Backcountry banking is starting to replace the honor system in some national forests. On New Mexico's Cibola National Forest, rangers rarely ticket people $50 when their cars don't display a daily or annual pass, yet many hikers never drop $3 into a box to wander the east side of the Sandia Mountains, reports the Albuquerque Tribune. So forest officials are thinking about placing ATMs at an "informational pullout" to make billing - and collecting - easier. "We don't like giving tickets," explained Cibola Forest spokeswoman Karen Carter.
A dubious tires-to-tomatoes plan for eastern Colorado finally fell flat. "It's a relief," said Delmer Manyik, who lives next to the site of a proposed greenhouse that would have been heated by burning tires. Since El Paso County commissioners granted RipeTouch promoters a permit two years ago, neighbors have feared an onslaught of fumes and smoke. Recently, the county refused to extend the permit after the company failed to clean up its 200-acre site, reports the Colorado Springs Independent. But RipeTouch isn't going anywhere soon. Some 1.2 million tires are now strewn on the property, creating a fire hazard. Last month, lightning struck a manmade mountain of 7 million tires in the San Joaquin Valley of California, sending black smoke some 3,000 feet in the air and sprinkling soot for miles, reports the Los Angeles Times.
Volunteers turning out for California's annual Coastal Cleanup vie for finding the weirdest objects by the shore, reports the Contra Costa Times. Among 251 tons of trash and nearly 21 tons of recyclables recovered last month were these oddities: a bottled love letter, a carved pumpkin full of eggs, false teeth, and, all the way from San Antonio, Texas, a gravestone. The gravestone took the $500 prize for most unusual throwaway.

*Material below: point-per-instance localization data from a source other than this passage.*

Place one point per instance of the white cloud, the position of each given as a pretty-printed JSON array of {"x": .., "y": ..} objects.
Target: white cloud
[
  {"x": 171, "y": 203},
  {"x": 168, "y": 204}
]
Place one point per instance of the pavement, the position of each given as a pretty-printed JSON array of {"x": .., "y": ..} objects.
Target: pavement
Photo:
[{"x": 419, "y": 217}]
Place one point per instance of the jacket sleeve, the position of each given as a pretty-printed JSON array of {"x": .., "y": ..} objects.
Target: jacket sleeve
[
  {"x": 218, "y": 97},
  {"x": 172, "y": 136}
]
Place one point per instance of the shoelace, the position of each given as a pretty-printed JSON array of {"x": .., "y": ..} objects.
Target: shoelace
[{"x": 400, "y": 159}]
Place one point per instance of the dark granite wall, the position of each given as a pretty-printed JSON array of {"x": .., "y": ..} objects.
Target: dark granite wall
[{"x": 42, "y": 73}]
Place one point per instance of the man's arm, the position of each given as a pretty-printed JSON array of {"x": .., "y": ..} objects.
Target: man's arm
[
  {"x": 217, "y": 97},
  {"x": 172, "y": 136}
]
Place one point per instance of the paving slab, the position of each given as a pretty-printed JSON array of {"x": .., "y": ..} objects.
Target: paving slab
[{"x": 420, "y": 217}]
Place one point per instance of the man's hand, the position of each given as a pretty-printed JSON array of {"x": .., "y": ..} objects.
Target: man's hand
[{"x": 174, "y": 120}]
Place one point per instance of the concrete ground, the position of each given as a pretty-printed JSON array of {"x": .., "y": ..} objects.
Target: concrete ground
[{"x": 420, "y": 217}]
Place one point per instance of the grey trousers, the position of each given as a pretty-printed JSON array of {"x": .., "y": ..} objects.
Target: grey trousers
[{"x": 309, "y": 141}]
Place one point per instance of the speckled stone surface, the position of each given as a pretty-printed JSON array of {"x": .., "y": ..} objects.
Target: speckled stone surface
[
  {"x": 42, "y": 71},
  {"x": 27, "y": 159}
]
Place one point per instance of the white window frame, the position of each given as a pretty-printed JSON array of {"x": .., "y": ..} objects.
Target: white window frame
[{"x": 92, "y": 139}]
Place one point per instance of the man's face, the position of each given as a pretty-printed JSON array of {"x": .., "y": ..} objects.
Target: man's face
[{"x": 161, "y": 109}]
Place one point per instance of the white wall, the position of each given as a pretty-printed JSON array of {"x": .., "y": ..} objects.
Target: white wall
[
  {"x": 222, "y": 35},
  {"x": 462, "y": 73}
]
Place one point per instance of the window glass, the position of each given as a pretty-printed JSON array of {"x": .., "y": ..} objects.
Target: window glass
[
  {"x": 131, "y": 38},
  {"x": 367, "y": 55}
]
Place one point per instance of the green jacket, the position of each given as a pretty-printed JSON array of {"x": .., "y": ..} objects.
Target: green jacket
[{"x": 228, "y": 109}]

There was something about tents that a grizzly bear in Yellowstone National Park found not to his liking. So the 3-year-old bear, dubbed Kelty after a tent brand, squashed, ripped or bounced on eight or perhaps nine tents, reports Associated Press. Kelty's MO had been breaking up tents empty of people. But one night the 180-pound animal pawed and sniffed at several occupied tents in a remote part of the park. Noise from the visiting grizzly roused one camper, who yelled to scare the bear away and then climbed a tree for safety. Sure enough, Kelty returned and "jumped on the tent, breaking the poles and tearing holes in the tent and ground tarp." He eluded capture until park rangers baited him with something he couldn't resist - a tent that was really a trap. Kelty, grown far too familiar with people, was scheduled to be killed because no suitable home could be found. At the last minute a wildlife shelter in Southern California, Wildlife Way Station at Sylmar, agreed to accept him.
Computer jockeys on the Internet keep coining new words:
Ohnosecond: That miniscule fraction of time in which you realize you've just made a big mistake;
Blamestorming: Sitting around in a group discussing why something failed, and who was really responsible;
Dancing Baloney: Little animated figures done by computer that serve simply to impress as in, "This page is kinda dull. Maybe a little dancing baloney will help."
Generica: Features of the American landscape that are exactly the same no matter where one is. "We were so lost in generica, I forgot what town we were in."